Похоже, вчерашняя ссора грозила возобновиться. Но Кориолле хватило благоразумия не продолжать…
— Фламма опять явился в наш дом без приглашения, — изменила она русло разговора, как своенравная дакийская речка. — Без приглашения и без сообщения, что придет. В общем — без всего…
— Неправда, — пробормотал рассеянно Приск. — Он пришел в тоге.
— А, ты все шутишь… Скажи еще: он останется у нас обедать?
— И… да… наверное…
— Ты как будто чем-то опечален? — встревожилась Кориолла.
— Это происшествие в библиотеке… Ты еще не знаешь?
— Еще нет. Дай угадаю: ты вечно влипаешь в разные передряги. И сейчас что-то такое…
— Но за это ты меня и любишь!
— Не только за это! — лукаво прищурилась Кориолла. — Ну давай же, говори!
«Фламма! Ты дурак, каких мало! Ты притащил этот треклятый свиток в мой дом. А у меня жена! Дети! Дети! Я — глава семьи, отвечаю за всех живущих под этой крышей!» — едва не закричал Приск.
Тот, кто охотился за свитком, вполне мог иметь сообщников. То есть наверняка имел. Возможно, кто-то из них проследил за Фламмой и его другом… Теперь заговорщикам ничего не стоило ночью ворваться сюда… Ну да, Приск отличный боец. Но если нападавших окажется человек пять — даже самый хороший боец в одиночку ничего поделать не сможет. На рабов можно положиться — во всяком случае, Приск на это надеялся, — но все они в лучшем случае могут орудовать палками. Разве что сама Кориолла возьмет в руки меч, как в прежние дни на лимесе… Приск искоса глянул на жену. Нет, теперь уже вряд ли.
Приск отослал Марка за лектикой, объяснив, что придется нести на носилках раненого, и нести быстро, а сам вернулся к Фламме.
— Давай я тебя осмотрю, — предложил бывший центурион. — Ты же помнишь — я знаю толк в ранах.
— Нет-нет… — взвыл Фламма и еще плотнее прижал скрученную тогу к животу. — Рана только на левой руке. Ее и перевяжи.
— Ты что, обделался? — насмешливо прищурился Приск.

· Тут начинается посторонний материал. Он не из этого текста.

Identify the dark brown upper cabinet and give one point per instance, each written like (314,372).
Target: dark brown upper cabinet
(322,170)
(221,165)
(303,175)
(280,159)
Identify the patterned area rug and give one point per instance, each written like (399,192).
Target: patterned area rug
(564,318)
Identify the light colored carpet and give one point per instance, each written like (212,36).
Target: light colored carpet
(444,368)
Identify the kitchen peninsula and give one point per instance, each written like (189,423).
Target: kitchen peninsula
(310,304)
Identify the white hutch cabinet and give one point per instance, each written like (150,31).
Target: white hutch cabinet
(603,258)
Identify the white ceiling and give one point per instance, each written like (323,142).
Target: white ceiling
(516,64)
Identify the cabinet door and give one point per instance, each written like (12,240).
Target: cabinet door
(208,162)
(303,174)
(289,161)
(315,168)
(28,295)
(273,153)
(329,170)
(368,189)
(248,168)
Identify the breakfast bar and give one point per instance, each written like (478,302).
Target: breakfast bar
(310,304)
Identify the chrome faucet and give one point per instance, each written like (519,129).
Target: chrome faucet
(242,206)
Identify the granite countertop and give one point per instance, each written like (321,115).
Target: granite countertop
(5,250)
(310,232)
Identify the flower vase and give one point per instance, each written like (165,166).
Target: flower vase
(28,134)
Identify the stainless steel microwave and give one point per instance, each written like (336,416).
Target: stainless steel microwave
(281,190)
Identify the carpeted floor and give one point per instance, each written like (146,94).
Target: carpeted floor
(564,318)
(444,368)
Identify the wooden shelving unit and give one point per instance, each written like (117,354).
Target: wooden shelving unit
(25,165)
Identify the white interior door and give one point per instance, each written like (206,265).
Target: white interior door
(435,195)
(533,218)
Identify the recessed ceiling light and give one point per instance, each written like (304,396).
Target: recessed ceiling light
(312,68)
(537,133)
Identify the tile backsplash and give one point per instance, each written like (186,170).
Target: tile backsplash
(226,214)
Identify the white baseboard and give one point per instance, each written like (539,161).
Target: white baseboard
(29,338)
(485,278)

— Умоляю тебя, молчи… — Фламма округлил глаза так, что сделался похож на филина.
Приск нахмурился. Потом внимательно оглядел дрожащего товарища. Пусть Фламма и не герой — но на берегах Данубия провел несколько лет, побывал и в кровавых сражениях, и в отдельных стычках. Так что в ратном деле не новичок. И так позорно трусить лишь потому, что кто-то кинулся на него с кинжалом, он бы не стал. Рана на руке — пустая царапина и к тому, что Фламма весь дрожит и исходит потом, вряд ли имеет отношение. Значит, случилось что-то совершенно необычайное. И очень страшное.
— Проклятие… — прошипел он сквозь зубы.
— О чем ты? Тебя прокляли? Это ерунда! Забудь. Прим каждый раз, подметая улицу, находит свинцовые таблички с проклятиями. Ими просто засевают перекрестки, как поля зерном по весне, особенно после скачек в Большом цирке.
Приск через силу улыбнулся. Придется рассказать Кориолле. Иначе, оставив в неведении, можно подставить любимую под удар. А Кориолла — женщина умная. И не болтливая… Для женщины вообще — поразительно не болтливая. Уж скорее Кука раскроет секрет, нежели она.